Era bonita, de buena educación y culta, con una enorme capacidad intelectual y poética. De buena aceptación en los círculos literarios y una asombrosa precocidad para escribir. Tuvo becas, méritos, premios, fama, y pretendientes de sobra. Pero todo eso no le alcanzó para disipar su infierno interior, ese fuego negro que trató de exorcizar a través de la escritura: tuvo el don de la palabra escrita y a este don se entregó y con ella su existencia en riesgo total.

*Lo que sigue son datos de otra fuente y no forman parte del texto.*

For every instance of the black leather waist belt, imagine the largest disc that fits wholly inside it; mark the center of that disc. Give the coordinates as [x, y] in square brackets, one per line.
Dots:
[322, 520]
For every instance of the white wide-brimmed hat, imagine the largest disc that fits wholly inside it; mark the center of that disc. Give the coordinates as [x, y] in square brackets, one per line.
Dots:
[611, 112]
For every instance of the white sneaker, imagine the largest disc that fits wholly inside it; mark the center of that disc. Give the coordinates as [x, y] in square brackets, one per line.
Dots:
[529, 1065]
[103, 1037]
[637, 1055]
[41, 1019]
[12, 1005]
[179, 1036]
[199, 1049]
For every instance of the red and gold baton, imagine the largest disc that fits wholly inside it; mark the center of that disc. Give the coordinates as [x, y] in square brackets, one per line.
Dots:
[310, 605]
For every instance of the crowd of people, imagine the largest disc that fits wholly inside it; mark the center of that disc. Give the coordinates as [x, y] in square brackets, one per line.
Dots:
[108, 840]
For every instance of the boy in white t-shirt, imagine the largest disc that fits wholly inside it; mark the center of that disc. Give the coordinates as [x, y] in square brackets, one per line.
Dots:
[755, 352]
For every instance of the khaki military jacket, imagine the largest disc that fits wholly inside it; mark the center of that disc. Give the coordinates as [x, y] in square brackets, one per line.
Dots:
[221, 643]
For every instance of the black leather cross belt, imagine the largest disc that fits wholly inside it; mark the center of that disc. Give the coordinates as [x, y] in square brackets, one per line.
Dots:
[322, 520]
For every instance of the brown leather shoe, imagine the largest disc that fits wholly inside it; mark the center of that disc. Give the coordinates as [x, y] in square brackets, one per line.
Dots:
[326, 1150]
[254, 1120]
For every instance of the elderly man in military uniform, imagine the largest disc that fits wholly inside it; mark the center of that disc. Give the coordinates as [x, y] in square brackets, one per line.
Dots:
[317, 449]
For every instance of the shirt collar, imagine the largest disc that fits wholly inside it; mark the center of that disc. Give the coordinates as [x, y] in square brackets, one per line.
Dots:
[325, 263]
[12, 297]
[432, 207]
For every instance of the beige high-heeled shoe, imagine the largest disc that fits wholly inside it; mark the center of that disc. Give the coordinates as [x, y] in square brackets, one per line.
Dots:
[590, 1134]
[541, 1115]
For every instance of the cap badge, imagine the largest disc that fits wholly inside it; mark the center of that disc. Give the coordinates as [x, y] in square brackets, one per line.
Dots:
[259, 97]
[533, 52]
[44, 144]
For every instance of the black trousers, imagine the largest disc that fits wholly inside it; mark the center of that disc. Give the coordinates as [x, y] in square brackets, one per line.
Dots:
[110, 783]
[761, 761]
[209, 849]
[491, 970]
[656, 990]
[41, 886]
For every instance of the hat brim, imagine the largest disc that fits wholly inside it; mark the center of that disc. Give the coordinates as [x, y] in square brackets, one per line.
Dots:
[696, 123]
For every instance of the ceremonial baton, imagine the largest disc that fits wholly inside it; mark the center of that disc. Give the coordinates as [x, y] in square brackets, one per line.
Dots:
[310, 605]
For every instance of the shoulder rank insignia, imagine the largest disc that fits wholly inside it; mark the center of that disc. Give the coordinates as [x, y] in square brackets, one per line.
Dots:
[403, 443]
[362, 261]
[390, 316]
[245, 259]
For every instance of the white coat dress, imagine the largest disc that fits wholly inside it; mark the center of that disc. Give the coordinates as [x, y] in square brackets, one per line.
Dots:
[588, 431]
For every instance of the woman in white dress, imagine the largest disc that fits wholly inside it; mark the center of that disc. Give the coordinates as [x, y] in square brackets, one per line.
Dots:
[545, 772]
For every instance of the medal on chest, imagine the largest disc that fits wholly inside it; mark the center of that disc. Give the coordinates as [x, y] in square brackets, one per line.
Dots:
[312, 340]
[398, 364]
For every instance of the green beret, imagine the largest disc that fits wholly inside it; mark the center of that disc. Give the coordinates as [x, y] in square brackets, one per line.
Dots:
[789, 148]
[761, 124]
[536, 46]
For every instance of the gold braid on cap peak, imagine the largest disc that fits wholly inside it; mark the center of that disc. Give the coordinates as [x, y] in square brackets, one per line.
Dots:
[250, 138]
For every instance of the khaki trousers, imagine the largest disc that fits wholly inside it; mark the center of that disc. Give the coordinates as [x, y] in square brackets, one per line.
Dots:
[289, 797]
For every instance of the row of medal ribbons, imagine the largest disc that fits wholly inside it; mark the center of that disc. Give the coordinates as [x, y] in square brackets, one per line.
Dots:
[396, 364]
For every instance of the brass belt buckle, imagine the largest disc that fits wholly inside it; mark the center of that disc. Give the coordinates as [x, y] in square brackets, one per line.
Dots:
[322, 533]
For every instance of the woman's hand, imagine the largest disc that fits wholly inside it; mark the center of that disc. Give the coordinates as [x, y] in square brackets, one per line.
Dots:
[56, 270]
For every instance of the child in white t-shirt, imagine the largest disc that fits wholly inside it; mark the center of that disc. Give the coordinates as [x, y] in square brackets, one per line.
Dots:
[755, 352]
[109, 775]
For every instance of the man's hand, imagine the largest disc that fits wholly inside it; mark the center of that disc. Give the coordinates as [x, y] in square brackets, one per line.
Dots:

Al igual que Alejandra Pizarnik y Ann Sexton, Sylvia Plath terminó suicidándose. Una fría mañana del 11 de febrero de 1963, Sylvia se levantó pronto, en un acto de último amor materno preparó el desayuno a sus hijos, abrió la llave del gas y cocinó su propio cadáver. El último poema que escribió, daba cuenta del inevitable desenlace:

¨La mujer alcanza la perfección.
Su cuerpo
Muerto porta la sonrisa del deber cumplido,
La ilusión de una necesidad griega
Fluye por los papiros de su toga,
Sus pies desnudos
Parecen estar diciendo:
Hemos llegado hasta aquí, es el fin.
Dos bebés muertos hechos ovillo, serpientes blancas,
Cada uno prendido a un pellejo
De leche, ya vacío.
Ella los ha replegado
Hacia su cuerpo como pétalos
De una rosa que se cierra cuando el jardín
Se endurece y las fragancias sangran
Desde las dulces y profundas gargantas de la flor nocturna.
La luna no se habrá de entristecer,
Allá en su atalaya de hueso.
Tiene, de todo esto, la costumbre.
A rastras crujen sombras negras.¨

Mientras estuvo con vida, llegó a publicar tan sólo tres libros de poemas: Ariel, La campana del desamparo y Tres mujeres.